By all accounts, Tomorrow MorningEels’ third album in twelve months – is the most upbeat of the trilogy.

This prolific recording schedule follows an award winning documentary about singer Mark Everett’s effort to discover his deceased physicist father’s contributions to that field of science. It’s well known that Everett’s parents, sister and cousin all died prematurely, and all – except for his father – within a few short years of each other, so unsurprisingly optimism has never shaped an Eels album to date.

However there’s usually enough vague sarcasm to stop the music sliding into self-pitying terrain. Mark’s almost adolescent obsession with self-analysis is still the pervading element after nine albums with Eels. Their first two albums, Beautiful Freak and Electro-shock Blues – albums concerned mainly with freakish bad fortune and self-loathing – set the tone for all future Everett records. What made Mark stand-out though is his unusually fragile disposition matched with world weariness not in line with his age.

Everett’s feelings of displacement don’t take long to emerge on Tomorrow Morning. On the single, Baby Loves Me; “The bad girls think I’m too nice/the good ones think I’m a dick…. Teacher says I’m thick” etc… Everett’s once again propelled back into the safety of teenage awkwardness – a place he all too often inhabits with Eels.

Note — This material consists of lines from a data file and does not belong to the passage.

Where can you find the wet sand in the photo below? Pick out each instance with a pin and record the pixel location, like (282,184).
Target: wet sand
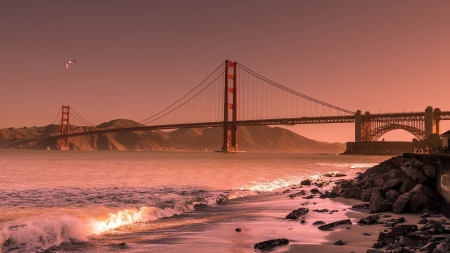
(260,218)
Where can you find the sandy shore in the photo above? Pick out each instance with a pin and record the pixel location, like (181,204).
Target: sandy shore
(260,218)
(353,234)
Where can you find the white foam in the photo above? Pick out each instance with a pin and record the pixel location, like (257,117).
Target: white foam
(43,234)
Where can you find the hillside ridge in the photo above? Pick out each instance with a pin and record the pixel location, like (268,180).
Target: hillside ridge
(250,138)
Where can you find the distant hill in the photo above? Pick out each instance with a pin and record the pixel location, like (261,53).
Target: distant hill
(250,138)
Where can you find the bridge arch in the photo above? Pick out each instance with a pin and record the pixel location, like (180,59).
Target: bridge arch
(376,133)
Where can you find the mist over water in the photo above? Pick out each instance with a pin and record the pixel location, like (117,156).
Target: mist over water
(51,197)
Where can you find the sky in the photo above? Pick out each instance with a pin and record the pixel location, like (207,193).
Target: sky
(134,58)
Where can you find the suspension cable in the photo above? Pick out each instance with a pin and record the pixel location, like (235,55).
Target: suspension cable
(57,115)
(292,91)
(167,108)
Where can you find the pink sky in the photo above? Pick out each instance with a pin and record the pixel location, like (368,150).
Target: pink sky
(136,57)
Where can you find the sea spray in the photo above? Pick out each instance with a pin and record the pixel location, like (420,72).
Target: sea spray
(42,234)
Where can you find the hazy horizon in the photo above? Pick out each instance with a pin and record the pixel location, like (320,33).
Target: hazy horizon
(136,57)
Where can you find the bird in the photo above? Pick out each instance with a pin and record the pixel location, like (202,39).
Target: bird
(67,63)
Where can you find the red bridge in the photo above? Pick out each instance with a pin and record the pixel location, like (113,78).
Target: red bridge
(233,95)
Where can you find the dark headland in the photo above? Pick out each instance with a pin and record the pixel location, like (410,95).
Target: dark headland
(251,138)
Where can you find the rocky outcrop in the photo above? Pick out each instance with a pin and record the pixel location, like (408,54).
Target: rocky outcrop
(399,185)
(295,214)
(269,244)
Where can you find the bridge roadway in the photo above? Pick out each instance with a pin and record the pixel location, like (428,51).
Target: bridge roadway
(281,121)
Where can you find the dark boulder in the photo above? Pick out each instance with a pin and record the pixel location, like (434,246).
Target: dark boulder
(401,203)
(392,196)
(269,244)
(352,192)
(429,171)
(415,174)
(305,182)
(419,203)
(371,219)
(393,183)
(420,188)
(331,225)
(295,214)
(366,194)
(407,185)
(378,203)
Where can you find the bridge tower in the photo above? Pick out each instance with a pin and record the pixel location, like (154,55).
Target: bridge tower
(65,127)
(432,121)
(230,108)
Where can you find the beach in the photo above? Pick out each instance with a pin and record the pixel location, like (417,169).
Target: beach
(130,202)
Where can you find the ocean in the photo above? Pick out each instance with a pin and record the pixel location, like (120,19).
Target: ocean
(111,201)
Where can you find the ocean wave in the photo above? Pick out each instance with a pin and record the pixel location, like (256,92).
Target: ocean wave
(42,234)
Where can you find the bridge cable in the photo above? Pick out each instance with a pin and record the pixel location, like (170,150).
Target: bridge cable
(84,121)
(145,120)
(292,91)
(57,116)
(181,103)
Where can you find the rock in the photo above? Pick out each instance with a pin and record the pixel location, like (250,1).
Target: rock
(420,188)
(418,203)
(398,220)
(371,219)
(352,192)
(429,171)
(440,249)
(423,221)
(319,222)
(295,214)
(315,191)
(415,174)
(271,243)
(335,191)
(378,204)
(366,194)
(293,195)
(400,230)
(376,247)
(392,196)
(361,206)
(340,242)
(305,182)
(401,203)
(393,183)
(328,226)
(407,185)
(429,247)
(408,241)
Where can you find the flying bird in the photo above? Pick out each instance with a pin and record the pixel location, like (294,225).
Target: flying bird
(67,63)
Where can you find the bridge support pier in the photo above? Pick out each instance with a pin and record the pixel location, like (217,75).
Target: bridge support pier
(422,125)
(65,127)
(230,109)
(358,126)
(432,121)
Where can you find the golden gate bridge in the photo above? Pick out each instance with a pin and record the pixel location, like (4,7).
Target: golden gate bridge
(234,95)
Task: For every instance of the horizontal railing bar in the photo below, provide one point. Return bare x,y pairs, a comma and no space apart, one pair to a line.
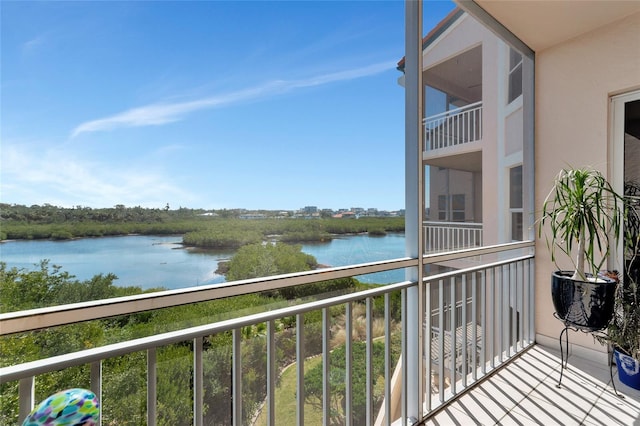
477,268
33,368
453,224
35,319
452,112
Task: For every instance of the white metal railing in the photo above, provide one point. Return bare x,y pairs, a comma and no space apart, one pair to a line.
447,236
487,334
453,127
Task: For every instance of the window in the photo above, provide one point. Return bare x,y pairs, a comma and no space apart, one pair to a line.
442,207
515,75
457,207
515,202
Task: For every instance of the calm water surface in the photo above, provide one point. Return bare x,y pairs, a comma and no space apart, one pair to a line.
161,261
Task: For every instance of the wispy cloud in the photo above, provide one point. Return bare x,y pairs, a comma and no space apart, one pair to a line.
162,113
34,175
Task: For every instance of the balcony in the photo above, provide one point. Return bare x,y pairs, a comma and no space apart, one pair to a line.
491,372
453,128
448,236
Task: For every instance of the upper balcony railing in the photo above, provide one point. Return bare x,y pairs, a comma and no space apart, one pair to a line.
455,127
448,236
474,320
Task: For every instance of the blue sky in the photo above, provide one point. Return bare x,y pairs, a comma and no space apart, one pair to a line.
257,105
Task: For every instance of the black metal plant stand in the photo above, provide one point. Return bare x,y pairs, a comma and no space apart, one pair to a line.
564,361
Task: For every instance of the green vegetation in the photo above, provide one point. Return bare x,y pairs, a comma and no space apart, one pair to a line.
124,378
224,230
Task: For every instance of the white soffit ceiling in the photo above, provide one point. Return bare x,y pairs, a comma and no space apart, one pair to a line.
544,23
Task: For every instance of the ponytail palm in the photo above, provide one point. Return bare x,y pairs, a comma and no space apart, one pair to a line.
583,211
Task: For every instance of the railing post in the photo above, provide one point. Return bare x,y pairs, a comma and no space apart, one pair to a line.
26,396
300,369
236,378
414,206
96,384
198,381
152,393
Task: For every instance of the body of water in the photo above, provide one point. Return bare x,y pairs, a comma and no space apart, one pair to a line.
161,261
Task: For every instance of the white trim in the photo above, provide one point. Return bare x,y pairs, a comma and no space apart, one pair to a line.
616,154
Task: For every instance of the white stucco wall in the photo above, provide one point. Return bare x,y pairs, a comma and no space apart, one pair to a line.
574,81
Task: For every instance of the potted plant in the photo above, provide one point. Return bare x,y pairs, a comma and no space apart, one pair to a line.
623,333
582,217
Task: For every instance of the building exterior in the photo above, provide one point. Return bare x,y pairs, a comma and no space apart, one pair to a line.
559,86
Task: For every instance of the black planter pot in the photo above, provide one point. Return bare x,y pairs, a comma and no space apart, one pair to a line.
585,305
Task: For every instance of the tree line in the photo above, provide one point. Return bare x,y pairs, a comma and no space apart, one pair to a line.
225,230
124,378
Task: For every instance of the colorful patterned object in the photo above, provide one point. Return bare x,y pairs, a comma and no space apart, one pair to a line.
68,407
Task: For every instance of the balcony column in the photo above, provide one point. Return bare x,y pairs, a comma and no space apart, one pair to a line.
413,377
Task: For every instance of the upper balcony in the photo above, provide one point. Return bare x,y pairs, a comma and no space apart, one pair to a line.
453,139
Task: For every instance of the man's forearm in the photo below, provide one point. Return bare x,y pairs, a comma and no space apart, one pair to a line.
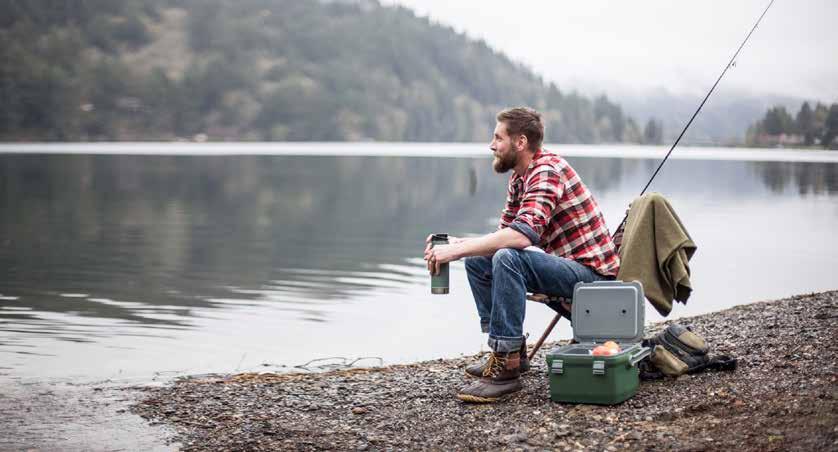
487,245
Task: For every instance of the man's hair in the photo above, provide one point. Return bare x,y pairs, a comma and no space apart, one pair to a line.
526,121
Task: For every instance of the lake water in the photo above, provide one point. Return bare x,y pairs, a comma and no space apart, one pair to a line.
120,263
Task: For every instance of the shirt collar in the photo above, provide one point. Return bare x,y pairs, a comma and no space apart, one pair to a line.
538,154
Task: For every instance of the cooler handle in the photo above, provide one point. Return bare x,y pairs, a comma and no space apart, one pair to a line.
637,357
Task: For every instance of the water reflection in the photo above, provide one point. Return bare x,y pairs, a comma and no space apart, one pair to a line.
100,246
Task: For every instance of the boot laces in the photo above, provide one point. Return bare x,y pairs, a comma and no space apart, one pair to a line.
495,365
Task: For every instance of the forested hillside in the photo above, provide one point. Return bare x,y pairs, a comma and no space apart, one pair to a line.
267,70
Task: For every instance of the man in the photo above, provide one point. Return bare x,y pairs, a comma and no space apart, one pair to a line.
547,208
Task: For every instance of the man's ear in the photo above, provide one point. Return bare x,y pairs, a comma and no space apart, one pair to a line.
521,142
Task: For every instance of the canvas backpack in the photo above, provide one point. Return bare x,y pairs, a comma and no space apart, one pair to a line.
677,350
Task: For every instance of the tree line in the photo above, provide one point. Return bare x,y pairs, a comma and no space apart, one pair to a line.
816,126
269,70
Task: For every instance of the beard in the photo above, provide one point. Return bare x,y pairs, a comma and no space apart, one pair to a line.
505,162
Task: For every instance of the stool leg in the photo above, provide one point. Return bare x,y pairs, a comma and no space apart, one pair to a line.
544,336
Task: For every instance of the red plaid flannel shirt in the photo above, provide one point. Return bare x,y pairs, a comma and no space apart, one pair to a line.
554,209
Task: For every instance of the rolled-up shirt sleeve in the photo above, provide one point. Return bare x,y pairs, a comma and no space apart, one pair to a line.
542,192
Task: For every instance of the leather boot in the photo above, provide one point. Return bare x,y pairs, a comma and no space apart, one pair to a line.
476,369
501,376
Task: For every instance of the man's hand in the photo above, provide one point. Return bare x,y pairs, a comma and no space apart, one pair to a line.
441,254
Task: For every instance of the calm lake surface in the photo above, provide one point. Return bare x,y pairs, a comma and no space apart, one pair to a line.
119,263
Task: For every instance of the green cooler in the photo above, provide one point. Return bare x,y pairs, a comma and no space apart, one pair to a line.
601,311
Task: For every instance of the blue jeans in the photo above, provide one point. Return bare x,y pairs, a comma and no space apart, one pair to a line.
500,284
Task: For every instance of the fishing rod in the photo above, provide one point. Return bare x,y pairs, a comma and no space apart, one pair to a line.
677,140
730,64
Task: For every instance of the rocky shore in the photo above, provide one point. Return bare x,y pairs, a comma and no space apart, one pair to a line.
783,396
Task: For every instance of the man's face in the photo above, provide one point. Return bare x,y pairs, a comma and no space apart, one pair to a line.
504,150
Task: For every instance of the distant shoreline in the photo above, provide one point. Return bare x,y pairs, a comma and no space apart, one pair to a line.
414,149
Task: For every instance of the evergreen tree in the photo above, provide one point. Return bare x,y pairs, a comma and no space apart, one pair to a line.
831,128
653,132
805,122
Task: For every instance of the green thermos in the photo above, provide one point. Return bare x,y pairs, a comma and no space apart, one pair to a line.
439,283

The subject matter is in good hands as far as story tellers go, but how many times have we been here? I won’t say this album completely fails to surprise though, I wouldn’t have bargained on it to begin with but, lifting the whole tone of the CD, tracks The Man, Looking Up and I Like The Way This Is Going essentially save this whole thing from a long slow slide towards pedestrian. The fact that they are almost at the album’s end is very strange, but then it appears there might be a fairly literal narrative if you read the song titles as they appear. So the slow, uncomfortable beginning is just Everett waking up and building up the courage to take on the day. He meets many challenges as the ‘day’ goes on – most of which he describes as if in a psycho therapy session – and finally he hits his stride and the “joyful”, “fun” songs burst fourth.

There are throwbacks all through to previous albums in terms of style and themes – Mr E’s Beautiful Blues from 2000’s Daisies Of The Galaxy for example would work perfectly as a conclusion to this set. Despite releasing three albums in 12 months, Everett has still played it way too safe.